Two Nights!
A Good Look'n Tour
Sturgill Simpson
Tyler Childers
In light of the ongoing COVID-19 pandemic, the Sturgill Simpson shows on May 5th and May 6th have been cancelled. Tickets purchased will automatically be refunded from the ticketing company in approximately 30 days. For purchases made in-person at a box office please contact the venue directly.
This event is all ages.
$99.50 – Reserved Seating
$69.50 – General Admission Floor
$69.50 – Reserved Seating
*plus applicable service fees
Tickets are also available with a $5.00 service charge fee at the Fox Theater – Oakland’s Box Office (located on the 19th street side of the theater) on show dates and on Fridays from noon – 7:00pm. Please note all ticket sales are subject to availability.
All doors & show times subject to change.
Sturgill Simpson has emerged as one of music’s most inspired and genre-bending artists. Each of Simpson’s three universally acclaimed solo albums explore different elements of American music history (bluegrass, country, rock, R&B, soul) and continue to push his work beyond expectations and musical boundaries. Following the release of his new album, Sound & Fury, the GRAMMY award-winning singer-songwriter has announced North American dates for his 2020 Sturgill Simpson: A Good Look’n Tour.
Acclaimed country breakout star and very special guest, Tyler Childers, will join Simpson on the tour for a once-in-a-lifetime live show experience. Simpson produced both albums from Childers, including his August-released Country Squire, which debuted at No. 1 on Billboard’s Top Country Albums chart.
On the heels of releasing his latest album Sound & Fury, and accompanying anime film of the same name released simultaneously via Netflix, Simpson hit the road for a brief six date club tour, donating 100% of the proceeds from these shows to the Special Forces Foundation – a nonprofit organization that provides immediate and ongoing support to the Special Forces community and their families. $1 from each ticket sold for the Sturgill Simpson: A Good Look’n Tour will also be donated to benefit the Special Forces Foundation.
Can I Take My Hounds to Heaven? isn’t really a gospel album. “I feel it’s more of a spiritual record,” Tyler Childers says. “Growing up in church I was scared to death of going to hell. But a lot of it shaped me for the better, too. Getting through that and finding the truth and beauty, the things that you should think about, and expelling all the damaging parts, has been something I’ve thought about my whole life.”
The three-record album explores this theme through a collection of eight songs (each recorded in three different ways for twenty-four tracks total) that are both joyful and profound.

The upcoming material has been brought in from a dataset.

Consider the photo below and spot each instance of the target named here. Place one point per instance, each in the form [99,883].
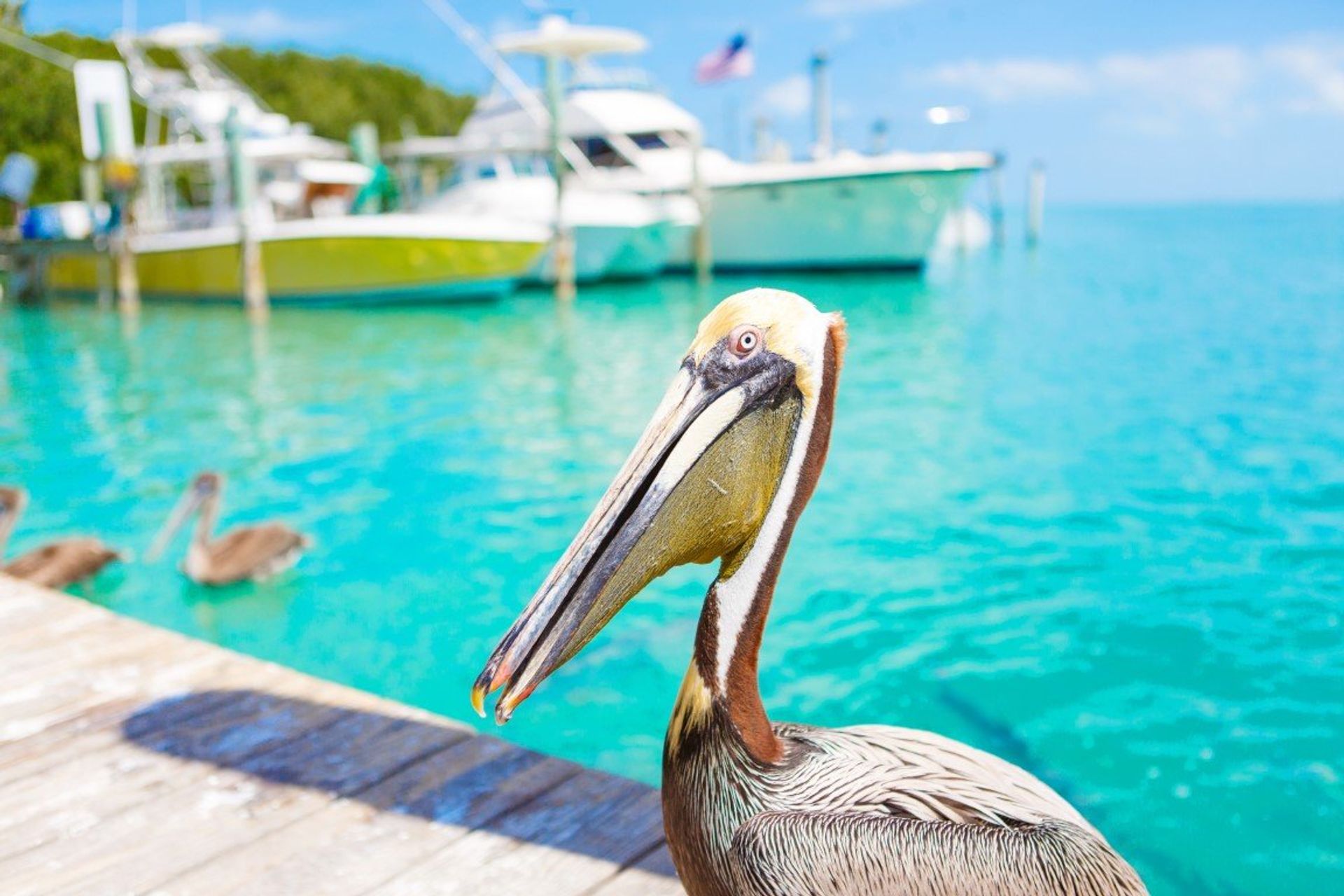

The original songs on Can I Take My Hounds to Heaven?, his fifth studio album, are among his best. The title track uses rural sensibility to imagine an inclusive heaven and is inspired not only by Childers’ thoughts on how he’d want his own dogs with him but also a passage in The Mahabharata, an ancient Indian epic that has been central to Childers’ spiritual life since he was a young man. “Purgatory”, about a man who fears for his soul asking a girlfriend to pray for him, is a familiar one to Childers’ fans, but he and the band say this is the version they always wanted to record. “We finally found our way of playing it,” Childers says. “Way of the Triune God” is a testament to the power of sobriety and an intricate display of picking and singing that will lead listeners to sway in place and want to praise the music itself with its Holiness-infused piano, head-nodding tempo, and irresistible riff. “The Heart You’ve Been Tendin’” meditates on Childers’ experiences with psychedelics and how in the end all we have is the love we’ve cultivated. Led by percussion, it’s Childers at his calmest yet most passionate vocals, backed by the band at the height of its game as the players luxuriate in the easy-as-Sunday-morning tempo that builds to an epic scale by song’s end. There are also the traditional tunes “Two Coats” and “Jubilee”, both such fixtures in the religious and old-time canon that Childers felt they had to be included and reimagined here, as well as the classic gospel tune “Old Country Church”, that opens the album. On the surface the song is a slice of nostalgia, looking back to simpler days when everything was better because everyone went to church together. In the context of this album it can also be taken as a lament for times when people of faith leaned more on love than judgement. It’s the first song Childers ever learned to play on guitar, when he was five years old. All of these are tied together by the aforementioned “Angel Band”.